Do you rely on visual cues to assess your stock’s health? Making animal health plans or decisions on this alone can be detrimental to your production when it comes to facial eczema. What lies beneath the surface can tell a very different story that doesn’t always present as the known physical ailments of the disease.

I don’t need to tell you facial eczema is a serious condition that costs an enormous amount of money each year through lost production and deaths. What I do need to tell you though is that the data can tell a very different story than the physical presentation of your stock. Without adequate prevention methods, such as enough zinc, facial eczema spores can cause irreversible liver damage and production decreases of around 8%.

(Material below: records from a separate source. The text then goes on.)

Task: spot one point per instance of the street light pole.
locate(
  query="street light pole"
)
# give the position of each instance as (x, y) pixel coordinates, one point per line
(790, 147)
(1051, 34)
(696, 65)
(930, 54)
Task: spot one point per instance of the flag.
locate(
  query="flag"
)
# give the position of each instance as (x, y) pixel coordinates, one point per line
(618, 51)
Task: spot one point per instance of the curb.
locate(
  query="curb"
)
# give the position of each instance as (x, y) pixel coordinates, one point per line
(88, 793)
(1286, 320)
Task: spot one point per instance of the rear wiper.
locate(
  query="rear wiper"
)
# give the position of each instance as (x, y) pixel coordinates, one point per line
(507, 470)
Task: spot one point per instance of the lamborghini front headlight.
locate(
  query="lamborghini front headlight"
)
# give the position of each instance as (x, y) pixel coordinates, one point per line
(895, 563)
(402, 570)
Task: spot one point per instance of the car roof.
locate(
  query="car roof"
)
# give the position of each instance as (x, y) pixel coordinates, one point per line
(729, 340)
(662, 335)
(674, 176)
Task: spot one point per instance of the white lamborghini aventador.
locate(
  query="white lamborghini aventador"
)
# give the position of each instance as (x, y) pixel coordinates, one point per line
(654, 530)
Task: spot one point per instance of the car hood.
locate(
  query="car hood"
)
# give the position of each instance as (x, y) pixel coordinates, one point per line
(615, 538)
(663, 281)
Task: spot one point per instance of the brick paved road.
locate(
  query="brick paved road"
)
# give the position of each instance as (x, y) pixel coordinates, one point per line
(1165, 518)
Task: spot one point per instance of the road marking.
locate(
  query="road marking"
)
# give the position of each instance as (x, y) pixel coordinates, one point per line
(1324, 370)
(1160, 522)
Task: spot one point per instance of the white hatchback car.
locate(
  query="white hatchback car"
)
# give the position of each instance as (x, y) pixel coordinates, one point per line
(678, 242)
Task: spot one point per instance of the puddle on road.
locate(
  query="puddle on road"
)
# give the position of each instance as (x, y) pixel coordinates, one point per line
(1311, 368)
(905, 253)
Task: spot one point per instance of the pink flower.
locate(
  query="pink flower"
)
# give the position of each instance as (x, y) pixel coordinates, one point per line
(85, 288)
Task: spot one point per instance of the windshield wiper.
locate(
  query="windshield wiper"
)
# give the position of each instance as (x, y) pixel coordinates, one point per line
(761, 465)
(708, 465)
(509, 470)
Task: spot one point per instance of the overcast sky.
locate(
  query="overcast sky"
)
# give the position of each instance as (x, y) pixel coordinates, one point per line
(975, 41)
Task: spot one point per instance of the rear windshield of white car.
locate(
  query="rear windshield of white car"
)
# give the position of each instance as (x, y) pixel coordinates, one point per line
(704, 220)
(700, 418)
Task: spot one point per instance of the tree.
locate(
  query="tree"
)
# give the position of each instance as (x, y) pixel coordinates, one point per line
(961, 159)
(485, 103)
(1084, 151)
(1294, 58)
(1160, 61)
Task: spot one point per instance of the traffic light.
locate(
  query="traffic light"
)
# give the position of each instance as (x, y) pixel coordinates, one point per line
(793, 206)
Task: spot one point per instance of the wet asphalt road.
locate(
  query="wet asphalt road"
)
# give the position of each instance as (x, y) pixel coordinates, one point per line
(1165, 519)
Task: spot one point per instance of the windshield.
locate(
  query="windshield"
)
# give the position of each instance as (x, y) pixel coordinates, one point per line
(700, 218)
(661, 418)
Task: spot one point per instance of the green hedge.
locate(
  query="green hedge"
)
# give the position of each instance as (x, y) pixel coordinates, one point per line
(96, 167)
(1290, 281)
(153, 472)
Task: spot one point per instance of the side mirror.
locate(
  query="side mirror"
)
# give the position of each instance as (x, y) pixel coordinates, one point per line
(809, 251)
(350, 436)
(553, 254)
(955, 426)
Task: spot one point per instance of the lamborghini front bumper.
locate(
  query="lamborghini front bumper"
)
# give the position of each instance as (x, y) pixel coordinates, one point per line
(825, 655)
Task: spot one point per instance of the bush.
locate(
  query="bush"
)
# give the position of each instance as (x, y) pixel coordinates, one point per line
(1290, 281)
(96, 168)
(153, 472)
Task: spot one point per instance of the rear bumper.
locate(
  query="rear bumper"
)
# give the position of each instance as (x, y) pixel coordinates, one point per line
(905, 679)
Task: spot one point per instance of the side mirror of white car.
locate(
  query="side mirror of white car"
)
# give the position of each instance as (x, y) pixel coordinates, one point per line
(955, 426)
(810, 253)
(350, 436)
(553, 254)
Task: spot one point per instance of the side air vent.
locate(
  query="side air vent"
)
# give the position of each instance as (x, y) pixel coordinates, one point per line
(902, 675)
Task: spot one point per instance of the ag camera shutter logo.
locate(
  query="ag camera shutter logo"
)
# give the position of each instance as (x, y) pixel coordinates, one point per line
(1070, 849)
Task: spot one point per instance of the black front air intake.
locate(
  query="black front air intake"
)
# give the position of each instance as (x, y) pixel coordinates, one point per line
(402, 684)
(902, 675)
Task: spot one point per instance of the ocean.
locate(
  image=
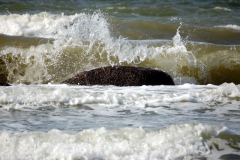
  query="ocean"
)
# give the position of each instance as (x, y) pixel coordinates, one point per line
(43, 43)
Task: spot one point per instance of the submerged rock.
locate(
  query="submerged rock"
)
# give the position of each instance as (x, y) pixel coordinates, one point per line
(121, 76)
(4, 84)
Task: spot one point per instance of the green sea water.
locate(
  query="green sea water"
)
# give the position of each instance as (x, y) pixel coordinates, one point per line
(43, 43)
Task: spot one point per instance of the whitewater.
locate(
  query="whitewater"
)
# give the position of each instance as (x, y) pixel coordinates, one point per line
(43, 44)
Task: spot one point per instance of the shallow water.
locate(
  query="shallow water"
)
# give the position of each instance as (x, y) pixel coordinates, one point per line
(43, 43)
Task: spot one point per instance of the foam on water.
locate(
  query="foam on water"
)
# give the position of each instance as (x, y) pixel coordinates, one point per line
(89, 34)
(176, 141)
(144, 98)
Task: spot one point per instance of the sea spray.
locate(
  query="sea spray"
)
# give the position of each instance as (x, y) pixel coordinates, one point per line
(83, 42)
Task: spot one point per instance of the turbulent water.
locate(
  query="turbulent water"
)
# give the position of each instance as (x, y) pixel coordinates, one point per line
(43, 43)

For every animal showing clinical signs of facial eczema there will likely be another 10 with sub-clinical liver damage to which there is no cure. Prevention is largely reliant on long-term planning, monitoring and prevention, which goes as follows:

Planning

Long-term planning may involve selective breeding for facial eczema tolerance, crops or safe forages to be grazed at high-risk times, avoiding topping or leaving high residuals in paddocks which are known to be hot spots (warm and sheltered).

Monitoring

Monitoring involves measuring the spores in your pasture with regular herbage or faecal spore counts. A suitable fungicide can be applied when the spore counts start to increase above 10,000spg. This will keep the pasture at safe levels for up to 40 days.

Prevention

Prevention involves spraying Carbendazim (Sporeguard) onto pasture to stop animals ingesting spores, administering zinc through a bolus, drenching, in feed or through the drinking water to neutralise the effects of the toxic spores in pasture. It is important that each animal is receiving a full rate of zinc to achieve this, which can be checked by a blood serum test.

Because every season and farm has climatic differences, the solution for this disease is not straight-forward. There will be variability within farms and paddocks as well, so make sure you’re getting good support and advice on how best to prevent it.